Not going to be sick, but you’re definitely going to die. That’s a fact, kid.
“Here… barf in this if you have to,” Goth Chick says from the backseat, and my eyes cut back to the mirror. She hands him a McDonald’s bag that had previously held the sausage biscuits we ate for breakfast.
“I’m not going to puke,” he reiterates in a firm voice, but I notice he takes the bag.
“You better not,” Goth Chick warns, her teeth flashing in a grimace made whiter by the black lipstick she’s wearing.
“He said he’s not sick so leave him alone,” a softly lilting voice says from beside me in the front passenger seat.
I have to force myself not to turn my head to look at her. Even a brief glance at Jillian Martel and her droopy blue eyes wouldn’t be safe to me, and she’s probably the real reason why I think I’ve made a stupid mistake in taking this trip.
She claims to be suffering from depression because of her condition, but fuck if you’d ever get that from her. Her disposition is as sunny and bright as her golden hair, which I know will be shimmering from the late morning sun that pours in through my glass sunroof overhead if I were to look at her. I’d nicknamed her Sexy Eyes on the day we met and that still holds true today, so it’s best I don’t look at her.
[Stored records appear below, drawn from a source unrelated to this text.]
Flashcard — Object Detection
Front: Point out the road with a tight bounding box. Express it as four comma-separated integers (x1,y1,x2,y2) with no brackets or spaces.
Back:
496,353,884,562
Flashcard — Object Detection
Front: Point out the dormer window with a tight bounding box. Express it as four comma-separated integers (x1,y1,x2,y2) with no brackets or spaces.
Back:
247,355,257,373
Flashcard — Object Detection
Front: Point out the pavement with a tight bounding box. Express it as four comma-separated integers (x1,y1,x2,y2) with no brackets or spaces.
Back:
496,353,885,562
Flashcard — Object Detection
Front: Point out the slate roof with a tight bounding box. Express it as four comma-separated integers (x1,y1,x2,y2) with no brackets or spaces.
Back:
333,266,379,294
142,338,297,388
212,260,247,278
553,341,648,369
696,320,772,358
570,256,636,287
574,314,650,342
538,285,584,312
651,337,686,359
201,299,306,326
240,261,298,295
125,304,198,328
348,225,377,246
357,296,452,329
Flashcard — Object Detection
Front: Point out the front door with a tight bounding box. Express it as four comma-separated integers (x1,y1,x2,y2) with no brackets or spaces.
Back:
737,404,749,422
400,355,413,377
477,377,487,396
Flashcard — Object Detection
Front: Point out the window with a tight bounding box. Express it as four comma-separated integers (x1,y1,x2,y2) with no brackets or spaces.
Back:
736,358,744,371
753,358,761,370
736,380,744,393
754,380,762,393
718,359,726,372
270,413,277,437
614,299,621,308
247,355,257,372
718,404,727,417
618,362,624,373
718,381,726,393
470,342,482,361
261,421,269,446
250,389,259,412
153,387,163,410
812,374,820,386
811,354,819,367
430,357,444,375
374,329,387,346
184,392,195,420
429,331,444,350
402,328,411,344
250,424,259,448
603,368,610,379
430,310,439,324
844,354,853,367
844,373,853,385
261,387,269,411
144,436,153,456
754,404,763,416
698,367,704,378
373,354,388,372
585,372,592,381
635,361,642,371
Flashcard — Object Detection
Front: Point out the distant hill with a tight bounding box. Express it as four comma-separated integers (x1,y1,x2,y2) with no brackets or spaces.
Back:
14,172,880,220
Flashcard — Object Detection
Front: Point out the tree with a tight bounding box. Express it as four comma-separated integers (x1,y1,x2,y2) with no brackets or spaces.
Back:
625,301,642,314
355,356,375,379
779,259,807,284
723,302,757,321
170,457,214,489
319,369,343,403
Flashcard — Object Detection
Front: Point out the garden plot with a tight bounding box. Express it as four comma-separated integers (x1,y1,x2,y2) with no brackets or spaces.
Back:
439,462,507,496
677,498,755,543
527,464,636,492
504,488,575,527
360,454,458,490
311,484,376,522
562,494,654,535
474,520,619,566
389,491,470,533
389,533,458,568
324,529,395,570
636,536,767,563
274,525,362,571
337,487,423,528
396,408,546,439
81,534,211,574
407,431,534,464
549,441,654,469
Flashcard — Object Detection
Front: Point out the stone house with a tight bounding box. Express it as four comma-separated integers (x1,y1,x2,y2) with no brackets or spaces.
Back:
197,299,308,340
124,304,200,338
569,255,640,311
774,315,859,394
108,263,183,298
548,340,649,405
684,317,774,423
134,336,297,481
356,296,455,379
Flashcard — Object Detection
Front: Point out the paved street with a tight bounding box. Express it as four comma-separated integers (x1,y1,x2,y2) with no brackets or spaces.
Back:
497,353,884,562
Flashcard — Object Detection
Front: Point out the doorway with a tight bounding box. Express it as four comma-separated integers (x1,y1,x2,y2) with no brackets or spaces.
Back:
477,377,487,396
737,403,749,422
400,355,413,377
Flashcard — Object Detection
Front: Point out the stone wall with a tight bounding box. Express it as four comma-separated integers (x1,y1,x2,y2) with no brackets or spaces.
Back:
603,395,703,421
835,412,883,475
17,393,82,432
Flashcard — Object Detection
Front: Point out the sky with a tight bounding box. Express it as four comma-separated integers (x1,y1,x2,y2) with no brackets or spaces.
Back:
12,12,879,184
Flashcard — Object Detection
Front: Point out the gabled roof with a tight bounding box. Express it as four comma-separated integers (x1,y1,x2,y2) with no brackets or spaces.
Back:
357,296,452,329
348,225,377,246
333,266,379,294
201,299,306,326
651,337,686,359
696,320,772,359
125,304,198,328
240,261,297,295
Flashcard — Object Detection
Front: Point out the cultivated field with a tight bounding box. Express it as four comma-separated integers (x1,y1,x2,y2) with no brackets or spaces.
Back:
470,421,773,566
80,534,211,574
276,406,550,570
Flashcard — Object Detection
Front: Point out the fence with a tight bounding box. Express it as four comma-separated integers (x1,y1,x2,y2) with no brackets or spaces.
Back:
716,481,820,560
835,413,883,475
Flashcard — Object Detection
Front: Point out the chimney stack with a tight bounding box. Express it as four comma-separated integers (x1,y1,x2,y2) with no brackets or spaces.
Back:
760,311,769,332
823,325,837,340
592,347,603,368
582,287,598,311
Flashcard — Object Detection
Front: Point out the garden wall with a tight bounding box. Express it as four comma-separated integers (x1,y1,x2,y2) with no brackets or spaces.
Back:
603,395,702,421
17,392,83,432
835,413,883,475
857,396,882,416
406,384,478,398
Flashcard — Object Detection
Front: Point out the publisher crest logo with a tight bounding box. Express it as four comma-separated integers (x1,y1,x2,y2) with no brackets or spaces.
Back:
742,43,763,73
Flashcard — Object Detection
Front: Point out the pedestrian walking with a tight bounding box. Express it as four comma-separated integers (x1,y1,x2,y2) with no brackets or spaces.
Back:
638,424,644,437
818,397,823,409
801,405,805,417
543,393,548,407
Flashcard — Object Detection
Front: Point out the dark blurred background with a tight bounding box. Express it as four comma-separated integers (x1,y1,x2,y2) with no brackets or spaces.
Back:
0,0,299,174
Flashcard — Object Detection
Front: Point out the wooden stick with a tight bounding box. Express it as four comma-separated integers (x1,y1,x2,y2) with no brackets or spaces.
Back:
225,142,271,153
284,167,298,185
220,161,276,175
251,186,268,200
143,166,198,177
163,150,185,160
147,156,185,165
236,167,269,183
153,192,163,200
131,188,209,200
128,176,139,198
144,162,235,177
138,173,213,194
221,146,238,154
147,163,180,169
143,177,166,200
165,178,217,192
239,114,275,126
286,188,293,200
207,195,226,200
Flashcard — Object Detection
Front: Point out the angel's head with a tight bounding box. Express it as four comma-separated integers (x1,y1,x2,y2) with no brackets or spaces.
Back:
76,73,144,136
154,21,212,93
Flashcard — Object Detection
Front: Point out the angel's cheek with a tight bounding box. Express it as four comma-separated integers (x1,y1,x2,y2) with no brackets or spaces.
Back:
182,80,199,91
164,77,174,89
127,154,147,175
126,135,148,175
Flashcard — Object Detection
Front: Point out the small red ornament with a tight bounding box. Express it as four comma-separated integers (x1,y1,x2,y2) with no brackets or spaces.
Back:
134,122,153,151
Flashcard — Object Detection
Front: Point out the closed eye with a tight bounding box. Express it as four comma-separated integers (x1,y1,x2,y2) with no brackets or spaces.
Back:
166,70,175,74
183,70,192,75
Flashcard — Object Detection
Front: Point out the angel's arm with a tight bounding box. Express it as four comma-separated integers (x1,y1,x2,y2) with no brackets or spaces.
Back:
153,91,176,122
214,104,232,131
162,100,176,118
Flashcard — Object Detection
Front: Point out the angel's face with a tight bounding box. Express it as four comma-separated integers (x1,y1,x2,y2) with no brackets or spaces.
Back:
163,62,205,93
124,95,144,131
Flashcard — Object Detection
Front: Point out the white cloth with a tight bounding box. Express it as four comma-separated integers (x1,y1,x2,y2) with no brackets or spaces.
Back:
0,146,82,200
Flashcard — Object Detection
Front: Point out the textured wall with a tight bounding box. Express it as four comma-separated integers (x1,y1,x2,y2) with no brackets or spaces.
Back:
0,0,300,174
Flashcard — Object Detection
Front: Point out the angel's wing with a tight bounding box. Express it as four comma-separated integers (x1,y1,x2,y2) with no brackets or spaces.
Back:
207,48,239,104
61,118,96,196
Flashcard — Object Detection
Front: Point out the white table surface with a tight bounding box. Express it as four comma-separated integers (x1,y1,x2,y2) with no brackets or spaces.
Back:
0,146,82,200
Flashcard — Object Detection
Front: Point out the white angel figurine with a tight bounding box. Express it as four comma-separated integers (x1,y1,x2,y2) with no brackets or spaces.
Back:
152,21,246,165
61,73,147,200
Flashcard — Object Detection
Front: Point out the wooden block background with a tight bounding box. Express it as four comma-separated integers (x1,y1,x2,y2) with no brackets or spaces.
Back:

I don’t need the reminder that this girl is the epitome of everything that I am not.
I met this weird-as-hell crew—Sexy Eyes, Goth Chick, and Dead Kid—in a group therapy session where our pit-bull of a leader, Mags Bundy, is desperately trying to facilitate a friendship among us as we work through our issues.
I have little in common with the lot, but there is a thin thread of commonality that connects me to Dead Kid. He’s dying—and I want to die on some occasions—so I guess I’m a bit envious of him. I also have some resonance with Goth Chick. She’s bitter, angry at the world, and likes to smoke pot. I’m also bitter, angry at the world, and like to smoke pot.
But I can’t find anything in common with Sexy Eyes.
There’s an aura of something odd that comes off her. It’s her words, her tone of voice. It’s the way her eyes crinkle slightly when she smiles, which is the most movement I ever really see from them given her medical condition. The way she looks at you directly and the way her shoulders are always loose and relaxed, displaying an overt confidence in herself and surroundings. Out of all of us, she has a firm acceptance of her fate. Setting her even further apart from this group, she doesn’t seem upset about it at all.
In fact, I can’t figure out for the life of me why she’s even in our support group because Jillian Martel is just in a league all by herself, regardless of her disease.
She actually radiates light.
Happiness.
Joy.
Invincibility regardless of her situation.
She seems filled with so much goddamn delight over life as she knows it that it sort of makes me hate her for it.
But the reason I made a stupid decision and came on this trip is that I’m as equally intrigued by Jillian Martel as I am repelled by her. My intrigue won out, and I agreed to this ludicrous idea of a group journey so I could be near her.
I agreed because I need to know how she does it.
How she can have such a grim future and still smile as if all is right with her world.